(The hell of Iraq and Afghanistan and their transcendent lack of goals and trail of broken people notwithstanding.) The least we can do is remember in a meaningful way that allows us to have a broader perspective and some sense of what has gone before that brought us to where we are, and can show us a better way. And if my radio show were on today, August 6, I would have played those two songs, and likely taken listener requests and suggestions for others that would have fit with them. Sure, it all commemorates things that were before my time, but so was much else I want to understand. I’ve certainly played it on the radio on Thanksgiving weekend. Stream songs including 'The Telling Takes Me Home', 'The Goodnight-Loving Trail' and more. Not that I am demeaning the iconic antiwar song that famously has the Thanksgiving connection. Listen to The Telling Takes Me Home by Utah Phillips on Apple Music. I guess I don’t get why so many radio stations can play “Alice’s Restaurant” every year on Thanksgiving, yet I know of none who played these two songs today. I still cannot play it without getting choked-up. It can also be used double-time at 178 BPM. It was a “Listener Favorite” track on “Tied to the Tracks” a few years ago. Utah on Enola Gay is a positive song by Utah Phillips with a tempo of 89 BPM. It, too, is a song about that day in 1945, and of a reconciliation, years later. The following tracks will sound good when mixed with Utah Phillips Enola Gay because they have similar. Stream songs including 'The Telling Takes Me Home. And I played the Small Potatoes song, written by Rich Prezioso, “1000 Candles, 1000 Cranes.” It’s on that group’s “Waltz of the Wallflowers” album. Listen to The Telling Takes Me Home by Utah Phillips on Apple Music. And there, among all the songs, is one called “Enola Gay.” It’s filled with songs written by him, with a bit of her touching storytelling about him, in her raspy speaking voice. It is Rosalie Sorrels’ “Strangers in Another Country,” her tribute to her great friend, the late Utah Phillips.

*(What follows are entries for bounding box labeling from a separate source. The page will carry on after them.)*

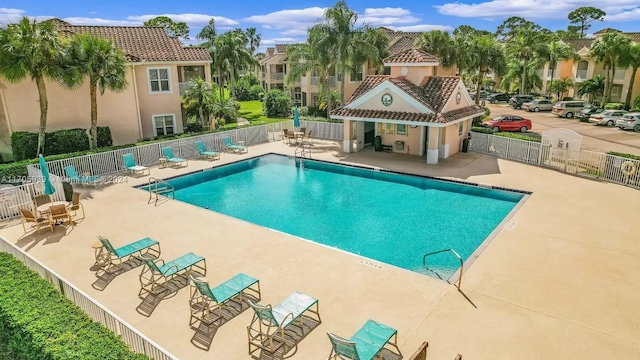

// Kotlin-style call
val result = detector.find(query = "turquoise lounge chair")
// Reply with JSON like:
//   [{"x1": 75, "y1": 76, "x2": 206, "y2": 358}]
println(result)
[
  {"x1": 247, "y1": 292, "x2": 322, "y2": 355},
  {"x1": 64, "y1": 165, "x2": 102, "y2": 186},
  {"x1": 189, "y1": 273, "x2": 260, "y2": 326},
  {"x1": 138, "y1": 253, "x2": 207, "y2": 296},
  {"x1": 222, "y1": 137, "x2": 249, "y2": 153},
  {"x1": 196, "y1": 141, "x2": 220, "y2": 160},
  {"x1": 122, "y1": 154, "x2": 151, "y2": 175},
  {"x1": 327, "y1": 320, "x2": 400, "y2": 360},
  {"x1": 162, "y1": 146, "x2": 189, "y2": 166},
  {"x1": 96, "y1": 235, "x2": 160, "y2": 273}
]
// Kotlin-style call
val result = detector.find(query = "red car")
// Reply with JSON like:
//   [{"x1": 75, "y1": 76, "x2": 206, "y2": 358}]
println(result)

Today, while I was looking for a particular CD, I ran across one I had never heard, and didn’t know I had. It was the plane that dropped the atomic bomb on the city of Hiroshima, on this very day, 64 years ago. But this one had only two words: Enola Gay. Most planes had “nose art,” sometimes racy, sometimes cartoonesque, sometimes elaborate. The paint the plane did wear was just enough for the national insignia, and for the name of the pilot’s mother on the sides of the nose, forward and below the cockpit.
It didn’t need any paint to camoflague it on the ground, because neither the Imperial Japanese Navy nor the Japanese air command had any ability remaining to bomb the island of Tinian. In 1945, a 4-engine B-29 bomber of the US Army Air Corps took off from Tinian Atoll in the Pacific Ocean, on a mission to end the war with Japan. There is earth-shattering (literally) significance to today’s date, August 6.